Or Was the Cart Placed Before the Horse?
Perhaps my reading comprehension is terrible. My commentators won't be the first to make such a comment.
My reading of this story is that a Chicago Orthodox Yeshiva/Bais Yaakov:
- bought a building in an industrial area (date unknown) and applied for a special use permit (December 2007)
- spent upwards of $2,000,000 on architectural design fees and insurance while holding the property
- was turned down by the city in their request for a zoning variance, 8-1
- is suing the city for estimated losses of two million (see above)
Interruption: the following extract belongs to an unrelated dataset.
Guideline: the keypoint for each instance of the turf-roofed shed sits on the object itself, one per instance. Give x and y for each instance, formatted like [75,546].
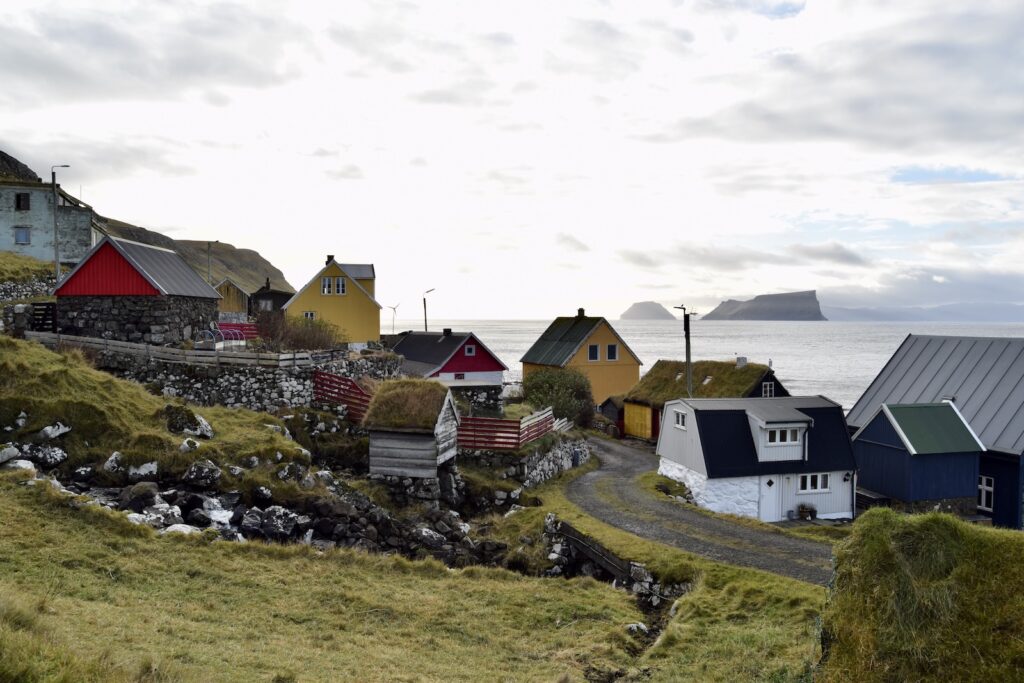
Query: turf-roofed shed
[712,379]
[413,428]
- argues that the city of Evanston wrongfully focused on the loss of property tax
- claims that the city failed to distinguish between a "religious institution" and a private school, claiming they are the former, rather than the latter, as attendance is " practically mandatory in the exercise of their religious faith," and like the nearby church, they too should be granted a zoning variance.
- argues that city's action was arbitrary and unreasonable and violates the constitutionally guaranteed rights to freedom of speech and religion.
If my reading is correct, the commentary is clear. The eggs were counted before they hatched and/or the cart was put in front of the horse. I don't know much about obtaining properties and converting their use, but it seems to me that this was out of order. And to think that the school has expended $2 million. Oy!
Please tell me my reading comprehension is weak. Please tell me I should go back to middle school English. I do hope they win their case because otherwise I'm afraid that the ongoing battle will just result in throwing good money after bad, a scenario which I'm afraid isn't uncommon.